Monday, February 4, 2008

A moment to brag…but not about myself

I recently finished evaluating student projects from the software design class I teach at the Harvard Grad School of Education. With all due respect to my past classes (which were all fabulous, each one better than the others), this year’s group really clicked, and the range of high quality projects was impressive. To complete the projects students work in small teams on a project of their choice. They gather evidence to define an educational problem they are tackling, review relevant research for clues about effective approaches, devise a plan, construct a prototype, and test and revise it. I learn an enormous amount; hopefully they do too.

I had a number of former, current, and prospective teachers in this year’s mix. They helped maintain a grounding in reality that sometimes gets lost when folks start playing with the possibilities technology offers. One group of students, who are in a mid-career teacher transition program, took on negative numbers. They wanted a program to help them with a problem they were encountering in their classrooms. Digging into the research gave them a depth of awareness about a core learning issue that few teachers have the luxury to plumb. They found no easy answers, but I suspect the knowledge and experience they did gain will serve them well down the line.

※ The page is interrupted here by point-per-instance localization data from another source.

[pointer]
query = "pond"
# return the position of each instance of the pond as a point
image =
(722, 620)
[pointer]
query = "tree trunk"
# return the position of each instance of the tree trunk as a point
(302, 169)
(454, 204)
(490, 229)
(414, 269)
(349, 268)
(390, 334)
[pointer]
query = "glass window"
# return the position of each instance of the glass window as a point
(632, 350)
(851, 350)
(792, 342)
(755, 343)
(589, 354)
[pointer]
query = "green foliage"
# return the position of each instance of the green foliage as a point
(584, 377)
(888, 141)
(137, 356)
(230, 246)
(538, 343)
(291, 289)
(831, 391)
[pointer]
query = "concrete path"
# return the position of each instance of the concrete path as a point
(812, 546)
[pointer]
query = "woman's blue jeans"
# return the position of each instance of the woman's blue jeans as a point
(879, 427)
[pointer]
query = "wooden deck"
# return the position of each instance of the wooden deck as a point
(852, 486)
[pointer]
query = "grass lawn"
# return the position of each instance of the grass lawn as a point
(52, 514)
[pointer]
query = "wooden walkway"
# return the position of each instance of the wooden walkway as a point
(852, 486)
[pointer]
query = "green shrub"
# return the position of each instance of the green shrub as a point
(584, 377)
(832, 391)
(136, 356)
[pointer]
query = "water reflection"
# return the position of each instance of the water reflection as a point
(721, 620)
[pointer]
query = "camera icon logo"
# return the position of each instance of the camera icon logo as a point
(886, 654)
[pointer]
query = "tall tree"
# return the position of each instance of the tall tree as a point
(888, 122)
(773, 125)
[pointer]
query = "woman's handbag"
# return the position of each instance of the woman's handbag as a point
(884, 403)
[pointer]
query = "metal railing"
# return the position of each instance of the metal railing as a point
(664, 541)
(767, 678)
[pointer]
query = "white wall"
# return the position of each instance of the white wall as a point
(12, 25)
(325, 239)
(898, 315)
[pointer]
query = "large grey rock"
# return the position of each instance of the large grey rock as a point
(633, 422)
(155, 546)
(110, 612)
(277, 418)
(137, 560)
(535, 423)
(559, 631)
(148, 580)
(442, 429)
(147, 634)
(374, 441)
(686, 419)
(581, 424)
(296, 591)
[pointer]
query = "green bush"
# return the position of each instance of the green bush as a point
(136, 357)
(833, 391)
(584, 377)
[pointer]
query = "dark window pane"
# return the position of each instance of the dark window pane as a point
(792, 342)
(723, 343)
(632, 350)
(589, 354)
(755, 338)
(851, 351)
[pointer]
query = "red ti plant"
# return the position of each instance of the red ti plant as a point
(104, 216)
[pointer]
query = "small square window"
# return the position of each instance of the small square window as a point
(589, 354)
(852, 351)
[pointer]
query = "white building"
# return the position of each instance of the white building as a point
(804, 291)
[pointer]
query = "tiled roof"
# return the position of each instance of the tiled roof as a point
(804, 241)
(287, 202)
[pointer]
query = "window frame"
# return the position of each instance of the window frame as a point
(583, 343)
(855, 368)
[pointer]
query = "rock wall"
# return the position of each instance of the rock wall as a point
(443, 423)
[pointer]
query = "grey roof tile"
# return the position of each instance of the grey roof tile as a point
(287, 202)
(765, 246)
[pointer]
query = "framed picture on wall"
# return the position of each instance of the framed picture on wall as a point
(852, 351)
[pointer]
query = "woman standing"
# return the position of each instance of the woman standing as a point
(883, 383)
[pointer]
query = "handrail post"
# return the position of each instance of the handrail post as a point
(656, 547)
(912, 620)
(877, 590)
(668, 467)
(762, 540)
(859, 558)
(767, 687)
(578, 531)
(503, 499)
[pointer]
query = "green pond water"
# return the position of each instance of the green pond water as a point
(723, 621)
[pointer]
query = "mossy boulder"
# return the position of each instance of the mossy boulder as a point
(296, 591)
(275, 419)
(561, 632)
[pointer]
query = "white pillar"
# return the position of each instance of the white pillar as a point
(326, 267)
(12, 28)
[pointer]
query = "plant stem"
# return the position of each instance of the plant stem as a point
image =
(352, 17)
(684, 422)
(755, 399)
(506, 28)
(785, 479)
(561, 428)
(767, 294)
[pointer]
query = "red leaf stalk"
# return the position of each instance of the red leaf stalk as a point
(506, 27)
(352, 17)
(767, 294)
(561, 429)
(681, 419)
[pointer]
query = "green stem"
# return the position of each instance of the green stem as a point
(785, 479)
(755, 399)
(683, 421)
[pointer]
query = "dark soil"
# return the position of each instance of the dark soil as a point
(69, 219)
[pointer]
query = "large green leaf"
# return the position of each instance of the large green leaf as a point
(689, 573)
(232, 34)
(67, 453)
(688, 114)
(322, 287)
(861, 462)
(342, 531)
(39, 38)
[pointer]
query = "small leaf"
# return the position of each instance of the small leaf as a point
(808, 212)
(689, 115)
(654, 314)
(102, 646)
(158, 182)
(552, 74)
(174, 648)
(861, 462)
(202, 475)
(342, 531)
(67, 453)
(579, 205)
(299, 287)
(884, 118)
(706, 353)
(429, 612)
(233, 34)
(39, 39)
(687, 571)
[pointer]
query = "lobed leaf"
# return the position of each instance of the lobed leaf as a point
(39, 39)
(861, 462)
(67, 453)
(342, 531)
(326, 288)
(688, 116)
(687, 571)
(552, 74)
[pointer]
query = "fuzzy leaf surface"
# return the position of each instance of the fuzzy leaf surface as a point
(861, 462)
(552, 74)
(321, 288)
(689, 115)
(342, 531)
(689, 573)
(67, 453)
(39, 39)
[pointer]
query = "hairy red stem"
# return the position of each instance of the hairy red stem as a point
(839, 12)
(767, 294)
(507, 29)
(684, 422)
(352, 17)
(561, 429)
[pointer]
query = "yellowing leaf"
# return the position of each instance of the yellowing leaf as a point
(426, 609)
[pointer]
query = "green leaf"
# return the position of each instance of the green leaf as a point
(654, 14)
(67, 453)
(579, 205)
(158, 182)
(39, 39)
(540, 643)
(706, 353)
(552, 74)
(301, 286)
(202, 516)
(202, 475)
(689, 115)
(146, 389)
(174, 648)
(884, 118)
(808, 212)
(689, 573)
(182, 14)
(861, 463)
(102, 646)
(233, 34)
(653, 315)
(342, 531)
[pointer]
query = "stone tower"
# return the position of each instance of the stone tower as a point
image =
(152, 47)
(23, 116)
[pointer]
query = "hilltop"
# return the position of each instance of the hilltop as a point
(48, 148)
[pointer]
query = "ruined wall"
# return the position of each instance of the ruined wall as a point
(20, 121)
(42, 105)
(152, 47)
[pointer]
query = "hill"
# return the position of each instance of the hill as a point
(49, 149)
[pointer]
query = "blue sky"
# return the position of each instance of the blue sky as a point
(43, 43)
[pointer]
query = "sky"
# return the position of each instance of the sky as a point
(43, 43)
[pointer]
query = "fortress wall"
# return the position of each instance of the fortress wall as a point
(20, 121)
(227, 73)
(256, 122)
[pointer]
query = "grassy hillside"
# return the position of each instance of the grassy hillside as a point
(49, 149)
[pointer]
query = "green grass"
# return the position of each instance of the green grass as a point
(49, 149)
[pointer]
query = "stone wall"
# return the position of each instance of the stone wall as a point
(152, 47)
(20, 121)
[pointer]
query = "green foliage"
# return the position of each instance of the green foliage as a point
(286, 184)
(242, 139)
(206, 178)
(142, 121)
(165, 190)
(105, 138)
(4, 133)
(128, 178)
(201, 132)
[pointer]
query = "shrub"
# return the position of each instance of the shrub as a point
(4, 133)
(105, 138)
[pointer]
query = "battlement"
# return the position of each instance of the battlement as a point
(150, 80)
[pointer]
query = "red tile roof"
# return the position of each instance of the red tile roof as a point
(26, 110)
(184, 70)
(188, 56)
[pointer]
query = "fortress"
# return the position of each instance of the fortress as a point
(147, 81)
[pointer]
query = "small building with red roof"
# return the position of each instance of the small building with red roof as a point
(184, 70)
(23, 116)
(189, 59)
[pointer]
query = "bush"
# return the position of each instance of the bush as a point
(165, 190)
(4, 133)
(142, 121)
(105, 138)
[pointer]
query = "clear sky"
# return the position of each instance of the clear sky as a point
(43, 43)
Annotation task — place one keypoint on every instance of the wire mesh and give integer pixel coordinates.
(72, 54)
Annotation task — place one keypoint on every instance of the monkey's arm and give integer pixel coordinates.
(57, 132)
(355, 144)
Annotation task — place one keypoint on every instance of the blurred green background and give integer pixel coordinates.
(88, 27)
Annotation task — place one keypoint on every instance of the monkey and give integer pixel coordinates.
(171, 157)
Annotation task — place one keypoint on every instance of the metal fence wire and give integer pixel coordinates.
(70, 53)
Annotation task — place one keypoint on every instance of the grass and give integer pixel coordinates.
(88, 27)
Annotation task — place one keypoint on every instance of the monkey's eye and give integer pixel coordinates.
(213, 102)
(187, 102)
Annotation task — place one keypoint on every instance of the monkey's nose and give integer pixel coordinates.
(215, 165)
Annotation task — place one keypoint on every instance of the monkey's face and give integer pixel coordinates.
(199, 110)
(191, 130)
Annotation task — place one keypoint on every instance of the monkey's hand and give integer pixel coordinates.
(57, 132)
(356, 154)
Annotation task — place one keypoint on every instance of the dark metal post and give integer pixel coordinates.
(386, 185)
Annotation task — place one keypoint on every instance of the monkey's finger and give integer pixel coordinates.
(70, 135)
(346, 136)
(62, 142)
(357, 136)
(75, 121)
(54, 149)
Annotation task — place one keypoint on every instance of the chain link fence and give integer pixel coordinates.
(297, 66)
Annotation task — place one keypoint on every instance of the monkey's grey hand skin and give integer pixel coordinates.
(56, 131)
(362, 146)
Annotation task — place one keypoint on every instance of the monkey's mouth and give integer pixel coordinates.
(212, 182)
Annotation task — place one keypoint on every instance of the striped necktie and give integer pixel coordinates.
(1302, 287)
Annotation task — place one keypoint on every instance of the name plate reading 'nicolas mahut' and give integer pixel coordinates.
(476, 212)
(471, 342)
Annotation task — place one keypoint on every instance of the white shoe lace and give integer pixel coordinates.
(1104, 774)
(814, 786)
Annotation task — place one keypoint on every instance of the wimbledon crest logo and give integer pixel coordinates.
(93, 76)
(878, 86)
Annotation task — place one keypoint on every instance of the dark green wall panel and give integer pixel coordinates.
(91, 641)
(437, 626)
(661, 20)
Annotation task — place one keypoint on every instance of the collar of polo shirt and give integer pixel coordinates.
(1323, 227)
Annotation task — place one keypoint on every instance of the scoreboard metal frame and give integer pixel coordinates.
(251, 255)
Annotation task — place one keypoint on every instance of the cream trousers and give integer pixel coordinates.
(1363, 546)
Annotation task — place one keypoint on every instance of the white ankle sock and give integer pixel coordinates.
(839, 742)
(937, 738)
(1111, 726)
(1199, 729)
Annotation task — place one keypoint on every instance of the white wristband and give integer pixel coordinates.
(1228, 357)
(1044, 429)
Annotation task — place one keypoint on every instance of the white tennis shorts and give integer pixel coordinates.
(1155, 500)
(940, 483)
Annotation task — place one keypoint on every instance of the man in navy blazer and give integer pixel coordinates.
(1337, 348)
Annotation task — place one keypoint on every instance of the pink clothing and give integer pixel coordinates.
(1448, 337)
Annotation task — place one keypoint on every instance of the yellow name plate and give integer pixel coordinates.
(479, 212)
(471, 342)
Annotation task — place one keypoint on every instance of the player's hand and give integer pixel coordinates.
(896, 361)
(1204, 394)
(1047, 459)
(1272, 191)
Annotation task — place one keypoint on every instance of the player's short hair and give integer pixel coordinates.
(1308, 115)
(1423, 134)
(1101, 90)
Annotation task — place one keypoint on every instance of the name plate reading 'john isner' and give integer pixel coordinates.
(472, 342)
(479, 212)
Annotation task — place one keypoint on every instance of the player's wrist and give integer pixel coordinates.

So too for the group that focused on teaching the physics of sound, the one that hoped to use a program on the Pilgrims to help elementary students see outside themselves to better understand history, and the one with fabulous activities to build reading comprehension skills. The physics group developed a pre-assessment on student conceptions of sound that was incredibly enlightening. The drawings and descriptions revealed a great deal about kids’ thinking and provided a powerful reminder about the importance of respecting the knowledge students bring with them to class. The Pilgrim project worked to push second and third graders developmentally, and the effort uncovered the edges of what young students can comprehend. The reading comprehension project simply radiated a graduate student’s passion about what she teaches in her high school English class in Florida. Her project introduced me to some very intriguing ideas about using comics and graphic novels to teach comprehension. More importantly, it allowed her to focus and deepen her thinking about some very powerful instructional lessons. Wouldn’t it be fantastic for all teachers to be able to take a semester to really grapple with some element of their teaching?

Three projects gave me hope that recently neglected parts of the curriculum may soon recover. One was a project that engaged students in using primary sources scaffolded reading and interpretation and helped turn what is too often a “read and remember” subject into one that is dynamic and alive. History is being made and interpreted everyday; we should teach it! When the “Culture Shock” team presented its project to the class, they started with a National Geographic geography online quiz. While the performance of my graduate students was pretty solid (this is Harvard, after all), the national results were pretty sorry. We are a geographically ignorant nation. That’s sad given how interconnected the world has become. The team’s simulation puts students in the role of manufacturers looking for the best resources and most responsible working conditions from around the globe. That’s real and relevant. Can’t we squeeze a little geography and culture back into the curriculum? The third project dealt with decision-making, civic responsibility, and conflict management. They developed a whole class prototype that had my students engaged in rich conversation and perspective-taking for two hours. Shouldn’t we devote a bit of school time to learning how to see and work with others?

Two groups of students gained experience by working with real clients. One team of international students partnered with a professor at the University of Athens in Greece. They aimed to design an online support environment for a course that’s part of a program training future teachers of English to native Greek speakers. The team that developed a technology-rich program for a media literacy unit in a local urban high school also had to revise and rethink based on the input from the teacher who would ultimately be using the materials. We all relearned the lesson that designing something cool might be different from designing something that will work somewhere real.

And speaking of contextual constraints, one group turned to cell phones as a delivery platform for teaching French to children and adult learners in Ghana. That team had to think through a whole new infrastructure that leverages a number of emerging technologies with solid, proven pedagogy. This mobile learning project, along with one working to incorporate some web 2.0 features into an online vocabulary-building environment, particularly highlighted the promise of new technologies. All of the projects had solid research foundations, but they each took creative paths to applying that research with the aid of technology to meet important educational needs.

I think I covered all the projects from this fall’s course. I hope I didn’t embarrass any of my students or leave anyone out. I just wanted to brag about their efforts a bit and tease out some of the general lessons that are easy to overlook in the details of each project. Nice work!